あまりに皮肉なことに、私の移住先であるスイス。
その、マイリンゲン――ライヘンバッハの滝で、「犯罪王」、ジェームズ・モリアーティはその命を失った。
五月六日のジュールナル・ド・ジュネーヴ。
五月七日のロイター通信。
そこで、有名な名探偵と犯罪王が共に姿を消したという事実が報じられた。あまり詳細な情報は記載されなかったけれども、二人は闘争の果てに滝壺へ呑み込まれていったのではないかとされていた。
かの巨大な滝において、生存はまず考えられないとも。
『ライヘンバッハの滝。それは絶え間なく唸るような水音が響き、全てを呑み込む奈落である。この時期は雪解けによってさらに増水し、飛沫はまるで煙のように辺り一帯を覆う。高さはどれほどのものかと見ても、水面を探すことさえ難しいだろう』……。
お父様が最後に立った場所。
絶望的な記述には、お父様の亡骸さえもきっと発見されることはないのだろうと思わされた。
そして、あの探偵も。
(シャーロック・ホームズも死んだ)
記事を持つ手は震えなかった。
自分に何かできなかったのかと考え――そして、無理だったと分かった。
続いて、組織の人間からの情報も届けられた。それも完全ではなかったけれど、お父様はロンドンから離れるシャーロック・ホームズに追走し、追跡の果てにライヘンバッハの滝で対峙した。そしてそのまま、あの滝の深淵深くへ消えた……。
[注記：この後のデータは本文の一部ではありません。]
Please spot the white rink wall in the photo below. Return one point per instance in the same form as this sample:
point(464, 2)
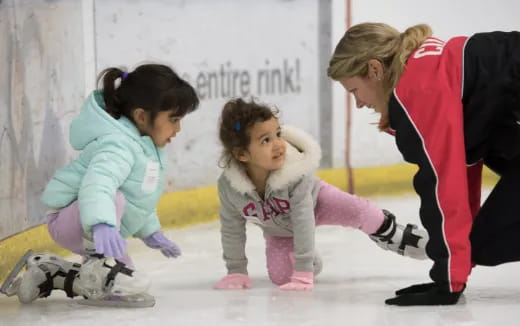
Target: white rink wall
point(276, 50)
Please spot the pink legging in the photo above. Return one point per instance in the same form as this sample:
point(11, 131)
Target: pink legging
point(333, 207)
point(65, 227)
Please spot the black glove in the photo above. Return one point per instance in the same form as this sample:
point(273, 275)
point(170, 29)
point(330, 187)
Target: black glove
point(427, 294)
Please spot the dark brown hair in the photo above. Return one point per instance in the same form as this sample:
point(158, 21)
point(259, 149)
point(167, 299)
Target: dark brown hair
point(236, 120)
point(152, 87)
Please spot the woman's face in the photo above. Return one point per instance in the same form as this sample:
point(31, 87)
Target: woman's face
point(368, 91)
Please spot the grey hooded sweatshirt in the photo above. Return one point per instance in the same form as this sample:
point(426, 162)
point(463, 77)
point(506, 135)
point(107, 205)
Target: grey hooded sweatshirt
point(287, 209)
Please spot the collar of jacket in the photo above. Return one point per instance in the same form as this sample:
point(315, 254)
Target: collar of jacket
point(302, 157)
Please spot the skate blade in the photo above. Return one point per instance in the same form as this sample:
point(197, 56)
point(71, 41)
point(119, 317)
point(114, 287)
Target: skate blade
point(135, 301)
point(9, 287)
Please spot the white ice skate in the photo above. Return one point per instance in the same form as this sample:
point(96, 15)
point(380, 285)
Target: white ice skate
point(406, 240)
point(107, 282)
point(100, 281)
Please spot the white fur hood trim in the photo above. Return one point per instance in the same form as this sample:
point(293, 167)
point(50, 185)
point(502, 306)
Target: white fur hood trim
point(302, 157)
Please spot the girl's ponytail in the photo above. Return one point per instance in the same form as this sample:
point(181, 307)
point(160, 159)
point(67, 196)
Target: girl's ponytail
point(108, 78)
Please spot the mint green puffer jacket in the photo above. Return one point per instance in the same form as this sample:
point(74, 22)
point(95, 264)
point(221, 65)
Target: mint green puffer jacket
point(114, 156)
シャーロック・ホームズがロンドンを離れたのは、すべての証拠を警察に引き渡す用意ができ、そこにもはや自分の助力は必要ないとしたからだという。
どこかで、分かっていたことなのかもしれない。
お父様はあの探偵もろとも全てを葬り去ろうとした。
その信念が、去った私に宛てた心配で濁らなかったことが――今は、よかったとさえ思える。
お父様は最後の瞬間まであの探偵を見ていた。スイスまでの旅路をずっと追い続けたのなら、あの探偵が娘である私の情報を掴んでいないか、私が司法の手に落ちてはいないかと憂う必要はなかったはずだ。
最後まで、信念のもとにあった。
信念の交わることのない男の影に追い付き、向き合うことが叶った。
正義の名探偵だけが帰還し、その人生を全否定されることは終ぞなかった。
(……最後まで、お父様らしい)
あの瀑布に落ちた瞬間のことなど、考えたくない。どれだけ冷たく苦しかっただろうと思うとそれ以上何も想像することができない。
救うことはできなかった。それでもあの探偵は最後まで私の元には辿り着かなかった。
組織の意思は、――まだ、ここにある。
私は静かに父を弔った。
滝の音はここに届かない。ただ静寂だけが部屋に広がった。